According to a WSJ report, Instacart’s planned IPO is not for raising capital to grow their business but instead to sell employees’ equity. It is not a good time to IPO right now as the IPO stocks have been battered this year. Shares of DoorDash, the most comparable company to Instacart in the public market, dropped 60% YTD despite beating their quarterly earning expectations over and over again. According to WSJ, Instacart actually turned a net profit and saw revenue grow 39% from the year-earlier period in the most recent fiscal quarter.

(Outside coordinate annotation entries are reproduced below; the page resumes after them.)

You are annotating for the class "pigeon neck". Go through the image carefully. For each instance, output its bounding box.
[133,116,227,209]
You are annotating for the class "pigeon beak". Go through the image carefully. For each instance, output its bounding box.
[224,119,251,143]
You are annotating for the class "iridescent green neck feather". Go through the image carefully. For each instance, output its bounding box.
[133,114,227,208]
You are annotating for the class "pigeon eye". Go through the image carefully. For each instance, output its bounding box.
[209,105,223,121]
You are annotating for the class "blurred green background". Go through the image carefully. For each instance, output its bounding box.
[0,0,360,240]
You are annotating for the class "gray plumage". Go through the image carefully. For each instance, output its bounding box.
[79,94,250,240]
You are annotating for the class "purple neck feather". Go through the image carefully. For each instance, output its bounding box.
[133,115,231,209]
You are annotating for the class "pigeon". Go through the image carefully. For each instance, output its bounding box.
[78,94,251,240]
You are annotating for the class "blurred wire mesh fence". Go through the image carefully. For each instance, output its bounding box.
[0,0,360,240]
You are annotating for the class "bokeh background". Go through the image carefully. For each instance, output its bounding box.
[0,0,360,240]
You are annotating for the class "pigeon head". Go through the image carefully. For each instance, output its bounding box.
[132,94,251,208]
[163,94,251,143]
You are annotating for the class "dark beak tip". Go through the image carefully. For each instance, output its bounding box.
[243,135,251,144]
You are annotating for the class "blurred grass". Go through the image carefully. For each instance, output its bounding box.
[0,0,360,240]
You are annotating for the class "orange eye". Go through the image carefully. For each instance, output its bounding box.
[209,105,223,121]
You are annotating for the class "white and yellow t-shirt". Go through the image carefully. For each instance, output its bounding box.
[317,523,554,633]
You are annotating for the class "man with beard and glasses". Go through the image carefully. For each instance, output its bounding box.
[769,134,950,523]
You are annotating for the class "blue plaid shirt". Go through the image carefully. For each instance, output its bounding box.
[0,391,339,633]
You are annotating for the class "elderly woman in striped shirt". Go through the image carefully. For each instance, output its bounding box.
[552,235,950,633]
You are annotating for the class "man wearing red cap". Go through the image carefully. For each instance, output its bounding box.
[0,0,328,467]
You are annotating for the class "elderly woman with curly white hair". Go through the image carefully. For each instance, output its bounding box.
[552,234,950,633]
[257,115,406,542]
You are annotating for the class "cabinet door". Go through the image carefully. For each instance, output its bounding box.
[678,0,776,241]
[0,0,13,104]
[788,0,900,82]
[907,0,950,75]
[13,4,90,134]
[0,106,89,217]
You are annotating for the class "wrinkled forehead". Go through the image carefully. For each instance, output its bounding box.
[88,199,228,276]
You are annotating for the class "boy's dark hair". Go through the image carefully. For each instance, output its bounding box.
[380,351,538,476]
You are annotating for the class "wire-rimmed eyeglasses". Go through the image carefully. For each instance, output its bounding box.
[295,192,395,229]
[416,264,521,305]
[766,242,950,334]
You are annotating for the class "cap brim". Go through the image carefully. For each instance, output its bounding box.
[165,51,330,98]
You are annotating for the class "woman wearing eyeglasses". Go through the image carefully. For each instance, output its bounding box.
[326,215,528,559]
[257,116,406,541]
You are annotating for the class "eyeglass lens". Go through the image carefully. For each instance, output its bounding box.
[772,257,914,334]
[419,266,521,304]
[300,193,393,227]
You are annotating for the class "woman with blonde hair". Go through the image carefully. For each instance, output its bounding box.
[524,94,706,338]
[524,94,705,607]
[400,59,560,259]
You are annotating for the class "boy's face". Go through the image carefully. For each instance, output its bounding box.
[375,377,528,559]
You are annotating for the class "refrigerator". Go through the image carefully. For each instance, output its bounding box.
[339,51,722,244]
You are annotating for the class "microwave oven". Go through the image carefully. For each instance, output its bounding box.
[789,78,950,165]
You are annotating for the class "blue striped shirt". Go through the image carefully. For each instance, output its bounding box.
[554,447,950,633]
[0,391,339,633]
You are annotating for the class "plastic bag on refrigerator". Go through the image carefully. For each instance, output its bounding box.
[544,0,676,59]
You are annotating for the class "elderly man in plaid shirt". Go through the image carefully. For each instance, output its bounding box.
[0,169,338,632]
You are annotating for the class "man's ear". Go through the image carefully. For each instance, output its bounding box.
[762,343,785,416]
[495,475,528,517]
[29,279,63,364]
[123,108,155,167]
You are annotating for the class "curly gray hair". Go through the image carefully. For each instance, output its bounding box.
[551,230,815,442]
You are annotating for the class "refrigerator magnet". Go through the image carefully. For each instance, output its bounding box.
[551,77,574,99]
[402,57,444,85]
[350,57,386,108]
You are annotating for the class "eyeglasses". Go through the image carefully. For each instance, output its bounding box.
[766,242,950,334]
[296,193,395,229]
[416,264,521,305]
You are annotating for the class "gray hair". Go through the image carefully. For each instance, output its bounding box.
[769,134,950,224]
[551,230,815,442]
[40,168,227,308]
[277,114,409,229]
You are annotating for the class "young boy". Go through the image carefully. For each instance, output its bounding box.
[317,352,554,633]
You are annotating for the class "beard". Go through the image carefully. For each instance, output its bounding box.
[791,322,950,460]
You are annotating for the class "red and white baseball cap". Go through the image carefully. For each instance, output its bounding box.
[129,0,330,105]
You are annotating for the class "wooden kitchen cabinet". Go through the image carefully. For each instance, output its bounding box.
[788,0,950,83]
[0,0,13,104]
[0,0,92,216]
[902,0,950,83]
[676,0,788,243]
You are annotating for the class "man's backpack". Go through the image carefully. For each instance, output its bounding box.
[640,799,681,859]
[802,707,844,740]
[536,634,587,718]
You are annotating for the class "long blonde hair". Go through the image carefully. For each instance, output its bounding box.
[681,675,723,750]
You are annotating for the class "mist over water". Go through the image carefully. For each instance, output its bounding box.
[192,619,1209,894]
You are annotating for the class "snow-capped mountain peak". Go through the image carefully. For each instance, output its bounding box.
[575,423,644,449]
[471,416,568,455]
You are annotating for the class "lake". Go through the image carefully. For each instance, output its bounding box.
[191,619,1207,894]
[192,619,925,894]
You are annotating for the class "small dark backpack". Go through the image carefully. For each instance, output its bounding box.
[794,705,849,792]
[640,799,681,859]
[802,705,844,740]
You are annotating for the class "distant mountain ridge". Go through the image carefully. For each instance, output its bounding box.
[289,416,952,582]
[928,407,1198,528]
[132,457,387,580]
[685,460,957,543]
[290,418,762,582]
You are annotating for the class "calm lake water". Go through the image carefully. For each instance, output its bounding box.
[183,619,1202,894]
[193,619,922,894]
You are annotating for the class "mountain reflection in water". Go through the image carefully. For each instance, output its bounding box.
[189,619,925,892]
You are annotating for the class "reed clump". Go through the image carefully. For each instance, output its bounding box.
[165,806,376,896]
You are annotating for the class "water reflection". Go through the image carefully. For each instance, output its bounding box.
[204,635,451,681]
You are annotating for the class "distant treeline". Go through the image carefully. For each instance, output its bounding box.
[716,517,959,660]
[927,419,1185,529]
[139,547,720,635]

I suppose the main question on investors’ minds is why Instacart wants to IPO so desperately right now. They are certainly going to IPO at a deep discount to the $39B valuation they fetched in March 2021. I believe there are two main reasons. The first is that the very early employees’ RSUs(restricted stock units) might be expiring. RSU holders are not allowed to sell shares in the private market and the RSUs will expire after a predetermined period, typically 5-7 years. Technically, the company could reissue the RSUs but there will be many legal and tax implications for re-issuance. IPO will be a good solution and this type of semi-forced IPO happened back in 2020 for AirBnB. The second reason is that they want to assure current employees that their stock-based compensation, which is typically a large percentage of the total compensation for startups, is worth something. I think these are legitimate reasons but their public market valuation will probably be hit really hard.
The most interesting part of the IPO plan, according to WSJ, is the following:
While Instacart will sell a small percentage of new shares, the bulk of its offering will come from employee shares that will be sold directly to new investors at an agreed-upon price ahead of a stock-market debut. Details of the listing could change depending on market conditions and other factors.
Basically, instead of waiting for the IPO lockup period to expire, many of the employee shares will be sold at the IPO. This is a big red flag. This plan is telling us that the company is not confident enough that their stock price will hold up for employees to wait for the lockup expiration (typically six months after IPO). In addition, this IPO is going to be a down round. Investors who invested at a higher valuation are going to get more shares due to the downside protection terms in most late stage deals. There is going to be quite a bit of dilution at IPO because of the downside protection and more dilution down the road due to the stock-based compensation. They are using Goldman Sachs to sell the IPO shares. I am an Instacart customer and use them at least two times a week. But they have a difficult business model, fierce competition from DoorDash and based on the signaling for their IPO, I will stay away from owning their shares.